Volker Bajus: Rede zum Niedersächsischen Justizvollzugsgesetz (Gesetzentwurf AfD)

Rede Volker Bajus© Plenar TV

TOP 11 Gesetzentwurf der AfD zum Niedersächsischen Justizvollzug

- Es gilt das gesprochene Wort -

Die AfD macht einmal mehr einen Vorschlag, der an der Realität vorbeigeht, niemandem hilft und im Einzelfall die Situation in den ohnehin belasteten JVAs verschärft. Offenbar fällt es ihr schwer, weiter als bis zwei zu zählen – denn in ihrer Welt existieren exakt zwei Geschlechter und exakt eine Wahrheit: die eigene.

Dass unsere Rechtsordnung differenzierter ist, dass der Vollzug differenzierter ist, dass die Realität differenzierter ist – all das ignorieren Sie.
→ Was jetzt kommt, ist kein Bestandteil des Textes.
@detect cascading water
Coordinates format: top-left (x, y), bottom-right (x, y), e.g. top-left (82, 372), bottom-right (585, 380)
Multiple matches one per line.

Warum? Weil es Ihnen nicht um Sicherheit geht, sondern um Stimmungsmache. Um Hetze gegen transgeschlechtliche Menschen, auf dem Rücken einer ohnehin verletzlichen Minderheit.

Die Unterbringung im Justizvollzug erfolgt eben nicht nach dem Prinzip „Geburtsurkunde raus, JVA rein“. Die Entscheidung basiert auf einer gesetzlich vorgeschriebenen Einzelfallprüfung. Sicherheitsaspekte, Gefährdungslagen, körperliche und psychische Merkmale – all das wird einbezogen. Von Fachleuten, die im Gegensatz zu manchen politischen Akteuren hier im Haus tatsächlich wissen, wie Vollzug funktioniert.

Die AfD fantasiert hingegen von Männern, die sich „einfach als Frauen ausgeben“, um Zugang zu Frauenvollzugsanstalten zu erhalten. Dieses Bild ist absurd und gefährlich irreführend. Die Verfahren, die solche Missbrauchsversuche verhindern, existieren längst und funktionieren. Dazu hat die Landesregierung ausführlich im Ausschuss unterrichtet.

Wenn Männer sich als Transfrauen ausgeben, um Frauen zu belästigen – sei es im Sportverein, auf der Toilette oder im Frauenknast –, dann sind nicht Transfrauen das Problem. Dann sind das Problem Männer!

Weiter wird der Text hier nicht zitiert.